Saya selalu bergairah
ketika bicara tentang produksi film. Film itulah yang membuat saya akhirnya
keblasuk datang dan kerja serta menetap di Jakarta. Kalau orang Jawa bilang,
semuanya tanpa direncanakan. Begitu saja.
Tahun 1994, ada produksi
film Bulan Tertusuk Ilalang. Sebuah pertemuan dengan sutradara Garin Nugroho,
Riri Riza yang waktu itu masih UPM (unit Production Manager), Monod Nurhidayat
yang pas galak-galaknya, Pakde Roedjito almarhum yang pas bijak-bijaknya, dan
maestro musik Suka Hardjana yang mood bermusiknya sedang menggelegak menyeret
saya lebih jauh dan dekat ke dunia film. Bisa dibilang ini kemalangan atau
keberuntungan. Malangnya, sekali bertemu langsung dengan manusia-manusia yang
saat ini berada di teratag atas dunia audio visual saat ini. Tetapi itu sekaligus
juga untungnya.
Setelah itu, beberapa kali
saya terlibat produksi film. Tidak begitu banyak memang karena saya yang
pemilih. Tidak mau terlibat produksi film kalau materi ceritanya tidak sreg.
Ini buruh kok kemaki, batin saya. Tapi begitulah. Dunia film (cerita) tidak
banyak menjanjikan materi yang berlebihan, tetapi kepuasan tiada tara. Pedoman
saya kalau semua serba pas-pasan ya amsyong juga !
Tahun ini, saya membuat
sebuah cerita. Awalnya sepele. Pas shooting film (iklan) sang produser yakni Hamdhani
Koestoro tiba-tiba datang menghampiri. Dia bilang : Awakmu ada cerita nggak ?
Yang ada hubungannya sama anak-anak. Saya ngawur jawab ada. Begitulah. Dalam
waktu yang pendek saya ngetik di laptop. Setengah jam kemudian saya email
cerita tersebut.
Jangan berpikir saya
penulis hebat, bisa menulis cepat kilat. Cerita itu ada di benak saya dari
tahun 2002. Diilhami perjalanan saya pertengahan tahun Sembilan puluhan ke
Lamalera. Sebuah pertemuan yang mengesankan dengan tokoh guru asal Bantul
bernama Noe yang mengajar di Lamalera. Daerah baru baginya, dengan tantangan
alam, cultural dan agama.
Jadilah cerita. Pak
Hamdhani Koestoro membeli cerita saya tersebut dan bersiaplah untuk produksi.

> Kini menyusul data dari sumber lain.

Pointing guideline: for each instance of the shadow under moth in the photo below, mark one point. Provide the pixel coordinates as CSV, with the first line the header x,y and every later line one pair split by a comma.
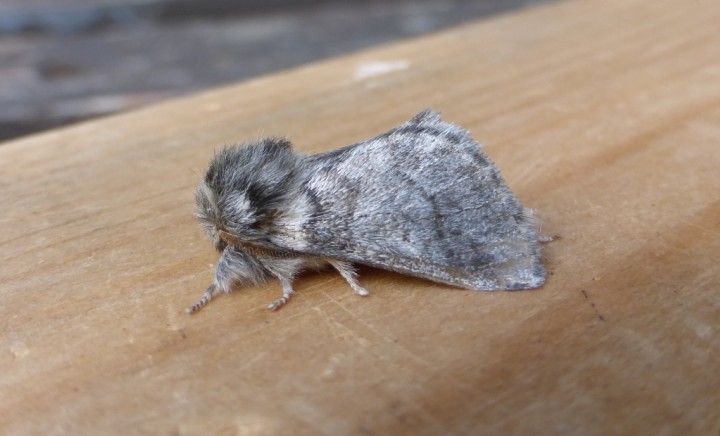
x,y
422,199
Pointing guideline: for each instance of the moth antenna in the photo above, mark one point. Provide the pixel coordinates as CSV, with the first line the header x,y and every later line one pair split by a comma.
x,y
205,299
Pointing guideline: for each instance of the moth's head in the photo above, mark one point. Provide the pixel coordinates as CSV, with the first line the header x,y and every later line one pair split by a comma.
x,y
245,189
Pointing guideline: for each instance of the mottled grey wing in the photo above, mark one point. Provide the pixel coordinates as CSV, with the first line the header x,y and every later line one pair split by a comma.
x,y
422,199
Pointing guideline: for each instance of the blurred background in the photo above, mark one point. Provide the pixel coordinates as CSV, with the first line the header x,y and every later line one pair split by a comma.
x,y
63,61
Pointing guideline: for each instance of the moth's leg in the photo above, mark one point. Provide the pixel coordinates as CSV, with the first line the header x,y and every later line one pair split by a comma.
x,y
546,239
287,292
205,299
348,272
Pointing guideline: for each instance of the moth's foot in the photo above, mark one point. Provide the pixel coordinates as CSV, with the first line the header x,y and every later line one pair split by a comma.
x,y
205,299
277,304
545,239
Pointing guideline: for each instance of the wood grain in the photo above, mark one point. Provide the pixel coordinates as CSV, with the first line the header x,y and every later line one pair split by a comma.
x,y
603,116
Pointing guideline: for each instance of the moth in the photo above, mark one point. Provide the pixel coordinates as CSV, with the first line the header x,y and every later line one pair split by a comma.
x,y
421,199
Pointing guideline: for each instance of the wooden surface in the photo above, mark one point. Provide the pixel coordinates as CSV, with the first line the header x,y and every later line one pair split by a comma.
x,y
603,116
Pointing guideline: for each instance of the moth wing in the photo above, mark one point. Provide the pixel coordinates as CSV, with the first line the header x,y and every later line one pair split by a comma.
x,y
421,199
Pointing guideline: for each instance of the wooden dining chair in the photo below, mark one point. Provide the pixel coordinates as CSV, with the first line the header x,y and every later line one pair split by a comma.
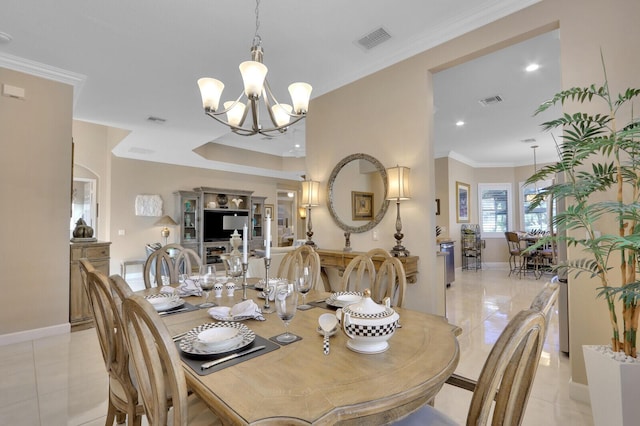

Saya kembali berendengan dengan sutradara Herwin Novianto. Ini adalah pertemuan
kreatif untuk ketiga kalinya di produksi film. Awalnya kami sama sama menggagas
film JagadXCode, lalu Tanah Surga katanya dan sekarang film yang akhirnya
berjudul Aisyah Biarkan Kami Bersaudara.
Kami kontak mas Jujur
Prananto untuk menuliskan skenarionya. Dan pertengahan tahun ini saya, mas
Jujur dan mas Herwin berangkat ke Atambua. Ya, daerah ini berkesan buat saya
sejak produksi film Tanah Air Beta bersama Alinea Pictures. Awalnya, pak
Hamdhani mau cerita ini diproduksi di Lamalera. Tetapi dengan pertimbangan
produksi akhirnya Atambua jadi pilihan yang paling pas. Apalagi ada penerbangan
dari Kupang ke Atambua. Praktis dan cepat.
Berkutat dengan cerita
usai sudah, lalu siapa yang memerankan jadi Aisyah ? Mumet lah kami ini. Siapa
artis perempuan yang berusia tidak lebih dari tiga puluh tahun, atau seumuran
itu tetapi berpenampilan dua puluh limaan. Kami bikin list, dan akhirnya muncul
nama Laudya Cynthia Bella. Saya empat kali nonton filmnya. Virgin, Lentera
Merah, Di Bawah Lindungan Kabah dan Berbagi Suami. Saya suka filmnya yang
pertama itu.
Oke..kami salaman. Bella
datang sebagai ibu guru Aisyah yang cantik, cinta sama anak-anak dan toleran.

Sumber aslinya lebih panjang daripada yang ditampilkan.